Нет, никак не предполагал он, что таким странным образом завершится его визит. Еще час назад в глубине души он не сомневался, что Клава обрадуется ему, не может не обрадоваться. Вот уж поистине: только черт разберется в этой женской психологии! Когда мы валяемся в грязи, нас, выходит, любят, нас жаждут отмыть и поставить на ноги. А когда мы отмылись сами, нам, получается, нет прощенья? Странная логика! Ну и бог с ней, не переживать же из-за каждой бабы!..
«Вот уж дура, сама от своего счастья отказывается, — думал Веретенников через некоторое, время, продолжая шагать по улице. — Хотя с другой стороны… Шестидесятилетний пердун, бывший алкаш — велико ли счастье?.. Не верит, наверно, что я изменился, что со старым покончено… Да и как поверить — столько лет она меня лишь пьяным и видела…»
Одно только знал он твердо: больше он не пойдет к ней, больше не станет унижаться. Пусть живет как хочет. Он не мальчик, в конце концов. На коленях, что ли, перед ней стоять?..

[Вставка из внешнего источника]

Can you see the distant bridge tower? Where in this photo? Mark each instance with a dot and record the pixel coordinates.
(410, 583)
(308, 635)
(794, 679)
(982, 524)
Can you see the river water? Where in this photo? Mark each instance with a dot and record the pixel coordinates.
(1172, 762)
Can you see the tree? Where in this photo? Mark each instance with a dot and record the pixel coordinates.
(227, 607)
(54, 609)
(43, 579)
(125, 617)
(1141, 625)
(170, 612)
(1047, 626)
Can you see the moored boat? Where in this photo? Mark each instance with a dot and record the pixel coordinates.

На другой день с утра позвонил старый его приятель, такой же, как и он, литератор, «драматург малых форм» Юра Мыльников и с печальным придыханием проговорил в трубку:
— Я к тебе, старичок, с грустной вестью. Умер Петька Хмырь.

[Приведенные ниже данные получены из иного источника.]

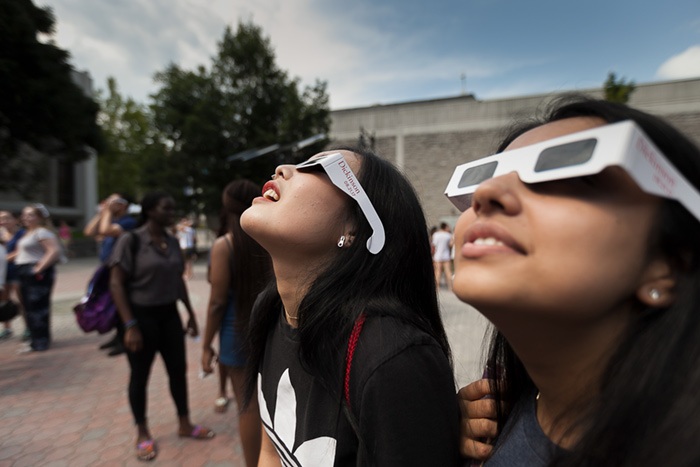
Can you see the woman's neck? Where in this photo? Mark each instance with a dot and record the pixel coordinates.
(566, 364)
(292, 284)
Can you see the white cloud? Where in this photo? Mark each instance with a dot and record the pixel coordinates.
(133, 39)
(684, 65)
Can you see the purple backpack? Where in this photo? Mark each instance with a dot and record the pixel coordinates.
(96, 311)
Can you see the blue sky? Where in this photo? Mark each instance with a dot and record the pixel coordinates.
(386, 51)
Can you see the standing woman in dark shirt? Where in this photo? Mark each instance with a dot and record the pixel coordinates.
(146, 282)
(347, 342)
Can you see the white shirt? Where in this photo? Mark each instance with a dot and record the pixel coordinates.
(441, 242)
(29, 248)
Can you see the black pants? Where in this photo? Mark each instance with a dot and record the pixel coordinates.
(36, 298)
(162, 332)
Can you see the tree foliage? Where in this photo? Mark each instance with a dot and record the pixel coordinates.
(40, 105)
(131, 142)
(243, 101)
(617, 90)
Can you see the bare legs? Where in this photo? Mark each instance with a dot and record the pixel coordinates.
(446, 267)
(249, 425)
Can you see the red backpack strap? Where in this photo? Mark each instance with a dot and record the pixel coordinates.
(352, 344)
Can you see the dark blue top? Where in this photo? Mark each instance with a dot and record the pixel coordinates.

— Да ну! — воскликнул Веретенников, хотя особо изумляться тут было нечему. Все знали, что у Петьки цирроз печени. Знал это и сам Петька. Последний раз Веретенников встретил его недели две назад на Фонтанке, неподалеку от Дома печати. Петька был бледен, крупная испарина поблескивала над верхней губой. «Вот… — сказал он, словно бы томимый какой-то растерянностью или тяжелым недоумением. — Знаю, что нельзя мне… все, конец… а опять сорвался…» Чисто детское удивление звучало в его голосе, а в глазах застыла смертельная тоска. Этот его взгляд тогда поразил Веретенникова: разве что у лагерных обреченных дистрофиков случалось ему видеть подобные глаза. Тогда он поторопился сказать Петьке какие-то ничего не значащие утешительные слова, однако в душе его так и остался леденящий холодок — словно он прикоснулся вдруг к смерти.
— Что ж, старичок, видать, наступает и наша очередь, очередь старой гвардии… — продолжал тарахтеть в трубке Мыльников. — Даже не верится, что нет больше Петьки! А ведь, помнишь, как, бывало, давали мы с ним дрозда!..
«Эх, Петр Васильевич Хмырев, Петр Васильевич… — думал Веретенников. — Так и ушел ты из жизни Петькой Хмырем, так и не обрел ни поэтической славы, о которой мечтал, ни даже нормального имени-отчества…»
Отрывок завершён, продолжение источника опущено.